Welding: How to Choose the Right Solid WireJune 1, 2016
No two welding operations are the same. Yet in many cases, companies come to rely on similar filler metals to get the job done. Solid wire is among the most widely used filler metals in the industry and is a common choice for applications ranging from general fabrication and manufacturing to maintenance/repair and pipeline welding.
|Solid wire is one of the most-used filler metals in the welding industry the world over, and is a common choice for applications ranging from home hobbyists to general maintenance to repair. It can be used to weld many types and thicknesses of materials, from very thin alloys to thick structural metals for steel buildings.
The wire’s ease of use contributes to its popularity, as does its ability to weld many types and thicknesses of materials. Welding technology available on the market today also makes it easier for welding operators of varying skill sets to create quality welds with solid wire.
As with any type of filler metal, keep in mind several considerations when choosing a specific solid wire for an application. Different classifications offer varying characteristics for each solid wire, all of which can impact weld strength and quality, as well as the amount of post-weld cleanup needed.
Solid Wire: An Overview
The American Welding Society (AWS) provides multiple classifications for solid wire based on the mechanical and chemical properties each provides. Each letter and number in its nomenclature signifies a specific feature. As an example, for a commonly used solid wire, AWS ER70S-6, the “ER” indicates that the filler metal is an electrode or rod; the “70” signifies that it has a tensile strength of 70,000 lb./sq. in. (psi); and the “S” means that it is a solid wire. The “6” reflects the chemical composition and shielding gas requirements.
Solid wires with “S-3” and “S-6” suffixes are among the most commonly used in the industry for gas-metal-arc welding (GMAW). For gas-tungsten-arc welding (GTAW) applications, an ER70S-2 cut-length (or rod) often is used.
Solid wires are available in a range of diameters. For GMAW, diameters range from 0.023 to 1⁄16 in., whereas solid wires used in submerged arc welding (SAW) can have diameters to 1⁄8 in. and larger. GTAW cut-lengths are available in diameters of 1⁄16 to 5⁄32 in. Typical operating parameters for solid wire depend upon these diameters and, for GMAW or SAW, also on wire-feed speed. Wire-feed speed is proportional to the amperage used for the welding application. Voltage can range from 14 to more than 30 V.
When using solid wires, spray transfer and short-circuit transfer are two common welding modes. The transfer mode used for an application depends upon the shielding gas and the welding parameters. To achieve spray-transfer mode requires a minimum of 85 percent argon in the shielding-gas mixture. The result of this mixture is less undercutting and a more fluid, controllable puddle. The preferred gas for short-circuiting transfer mode is 75-percent argon/25-percent CO2, which provides good arc transfer, lower levels of spatter and a nice appearance of the completed weld bead.

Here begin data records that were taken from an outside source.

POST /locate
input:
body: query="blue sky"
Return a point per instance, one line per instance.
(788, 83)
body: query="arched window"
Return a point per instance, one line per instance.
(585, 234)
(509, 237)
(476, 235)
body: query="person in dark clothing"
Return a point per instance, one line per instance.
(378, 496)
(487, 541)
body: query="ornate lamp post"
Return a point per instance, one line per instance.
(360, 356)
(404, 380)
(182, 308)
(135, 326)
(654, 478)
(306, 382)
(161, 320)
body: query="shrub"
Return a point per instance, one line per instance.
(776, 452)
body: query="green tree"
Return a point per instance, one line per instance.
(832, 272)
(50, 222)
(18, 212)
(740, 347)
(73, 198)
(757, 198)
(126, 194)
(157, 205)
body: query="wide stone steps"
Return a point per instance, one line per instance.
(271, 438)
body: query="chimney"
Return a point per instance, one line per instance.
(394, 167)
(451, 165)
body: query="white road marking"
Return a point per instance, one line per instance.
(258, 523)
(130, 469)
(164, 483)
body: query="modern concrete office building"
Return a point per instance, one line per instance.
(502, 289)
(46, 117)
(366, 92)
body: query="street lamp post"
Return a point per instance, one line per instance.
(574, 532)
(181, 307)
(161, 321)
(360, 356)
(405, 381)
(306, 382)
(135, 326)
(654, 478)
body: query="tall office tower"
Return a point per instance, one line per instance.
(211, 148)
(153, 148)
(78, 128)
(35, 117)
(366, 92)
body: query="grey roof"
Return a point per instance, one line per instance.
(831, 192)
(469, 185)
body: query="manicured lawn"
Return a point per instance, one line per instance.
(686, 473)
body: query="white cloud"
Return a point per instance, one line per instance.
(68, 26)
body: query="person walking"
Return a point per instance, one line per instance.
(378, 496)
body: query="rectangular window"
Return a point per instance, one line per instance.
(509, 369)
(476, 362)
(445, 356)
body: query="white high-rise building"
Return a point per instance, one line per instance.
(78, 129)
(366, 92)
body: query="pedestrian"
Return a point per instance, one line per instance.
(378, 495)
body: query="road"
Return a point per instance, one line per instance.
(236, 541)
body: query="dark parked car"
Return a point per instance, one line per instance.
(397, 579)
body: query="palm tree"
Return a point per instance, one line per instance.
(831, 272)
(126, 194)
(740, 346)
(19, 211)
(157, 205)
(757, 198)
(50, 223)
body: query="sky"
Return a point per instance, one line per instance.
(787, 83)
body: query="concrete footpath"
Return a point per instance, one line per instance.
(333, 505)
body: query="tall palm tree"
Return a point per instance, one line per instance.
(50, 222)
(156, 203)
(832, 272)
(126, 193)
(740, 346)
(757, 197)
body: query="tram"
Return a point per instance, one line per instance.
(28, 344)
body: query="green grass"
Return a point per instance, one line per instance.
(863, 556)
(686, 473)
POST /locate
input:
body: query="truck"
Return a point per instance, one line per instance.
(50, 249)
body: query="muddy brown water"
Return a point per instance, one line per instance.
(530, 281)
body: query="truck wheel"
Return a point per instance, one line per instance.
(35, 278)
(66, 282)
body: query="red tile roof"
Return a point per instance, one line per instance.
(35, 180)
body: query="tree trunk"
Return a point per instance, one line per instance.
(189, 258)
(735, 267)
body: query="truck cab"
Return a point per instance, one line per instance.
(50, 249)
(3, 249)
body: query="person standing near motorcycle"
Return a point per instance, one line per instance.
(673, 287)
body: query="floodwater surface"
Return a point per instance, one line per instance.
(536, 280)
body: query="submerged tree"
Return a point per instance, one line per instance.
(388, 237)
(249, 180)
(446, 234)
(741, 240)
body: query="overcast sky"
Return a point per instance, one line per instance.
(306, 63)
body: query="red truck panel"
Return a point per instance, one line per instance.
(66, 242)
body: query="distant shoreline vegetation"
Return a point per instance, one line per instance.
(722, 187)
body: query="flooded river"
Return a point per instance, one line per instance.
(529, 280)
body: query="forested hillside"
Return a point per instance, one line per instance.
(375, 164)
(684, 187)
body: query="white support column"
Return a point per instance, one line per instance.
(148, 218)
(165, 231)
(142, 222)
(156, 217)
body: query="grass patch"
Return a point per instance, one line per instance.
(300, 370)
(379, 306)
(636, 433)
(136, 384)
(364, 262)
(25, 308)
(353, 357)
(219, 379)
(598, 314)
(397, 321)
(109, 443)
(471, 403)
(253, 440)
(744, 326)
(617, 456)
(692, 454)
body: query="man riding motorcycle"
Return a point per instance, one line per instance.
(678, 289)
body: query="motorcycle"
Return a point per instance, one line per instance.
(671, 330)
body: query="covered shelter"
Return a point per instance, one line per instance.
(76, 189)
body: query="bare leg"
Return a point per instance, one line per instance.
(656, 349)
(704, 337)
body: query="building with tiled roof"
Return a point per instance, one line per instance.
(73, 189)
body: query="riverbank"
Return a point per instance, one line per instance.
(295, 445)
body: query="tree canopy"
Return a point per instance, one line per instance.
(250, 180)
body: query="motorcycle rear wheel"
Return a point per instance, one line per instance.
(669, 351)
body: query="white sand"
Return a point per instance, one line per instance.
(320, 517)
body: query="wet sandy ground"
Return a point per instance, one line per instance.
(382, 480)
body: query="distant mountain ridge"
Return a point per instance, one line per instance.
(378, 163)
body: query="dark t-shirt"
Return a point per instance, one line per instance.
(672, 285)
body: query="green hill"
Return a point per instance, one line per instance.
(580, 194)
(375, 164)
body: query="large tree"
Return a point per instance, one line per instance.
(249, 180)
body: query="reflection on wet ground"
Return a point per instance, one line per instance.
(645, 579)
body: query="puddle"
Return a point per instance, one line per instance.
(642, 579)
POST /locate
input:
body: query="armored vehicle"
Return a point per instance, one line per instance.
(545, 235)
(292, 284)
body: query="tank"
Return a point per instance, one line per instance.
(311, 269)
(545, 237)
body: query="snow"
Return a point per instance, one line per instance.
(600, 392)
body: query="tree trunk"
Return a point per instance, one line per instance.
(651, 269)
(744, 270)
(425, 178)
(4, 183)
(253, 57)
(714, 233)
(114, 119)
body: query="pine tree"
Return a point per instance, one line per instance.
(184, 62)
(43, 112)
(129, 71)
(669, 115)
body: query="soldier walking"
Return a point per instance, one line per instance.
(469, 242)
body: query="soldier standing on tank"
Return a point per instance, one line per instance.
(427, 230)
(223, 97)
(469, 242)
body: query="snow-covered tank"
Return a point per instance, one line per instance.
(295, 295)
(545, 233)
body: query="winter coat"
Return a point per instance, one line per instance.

Common Types of Solid Wire
Each classification of solid wire has unique benefits, limitations and best uses. Following are some common types of solid wires, along with their attributes.
|When welding on clean base material, solid-wire filler metals deposit very little slag, resulting in minimal post-weld cleanup. Because of this, solid wire commonly finds use for tack welding or other applications where a clean surface is important.
An ER70S-6 solid wire is the most common choice for welding mild steel. This widely available wire is found in general fabrication and automotive-welding applications, and can be used for robotic welding as well as to complete root passes for pipe welding and other critical or industrial applications. It offers smooth and consistent wire feeding, which helps support greater productivity (less downtime to address feeding issues), and the wire helps increase consumable life. With proper use, it creates smooth weld beads with uniform tie-in.
Welding operators can use ER70S-6 solid wire with 100-percent CO2 to increase joint penetration or with an argon/CO2 blend to help minimize spatter. Note that these wires tend to generate silicon island deposits on the surface of the completed weld. Operators must remove these deposits prior to painting or other types of surface conditioning, which may increase time required for post-weld cleaning.
While solid wires generally generate low spatter levels on clean base materials, they may not be the best option for welding contaminated metals. If, however, there is no alternative, an ER70S-6 wire may be helpful for welding through light rust or mill scale. This wire has greater percentages of silicon and manganese, which act as excellent deoxidizers.
ER70S-3 solid wire is another common choice, used primarily in applications where a clean finished weld is important. Similar to an ER70S-6 product, this wire provides good wire feeding, but it also generates a clean weld deposit that can be ready to paint or plate with little post-weld cleaning. It’s a common choice for automotive and automated welding as well as general fabrication, light sheetmetal fabrication and in applications requiring high wire-feed speeds.
Also like an ER70S-6, this wire can be used with 100-percent CO2 or with an argon/CO2 mix, depending upon whether greater joint penetration or low spatter is the desired outcome.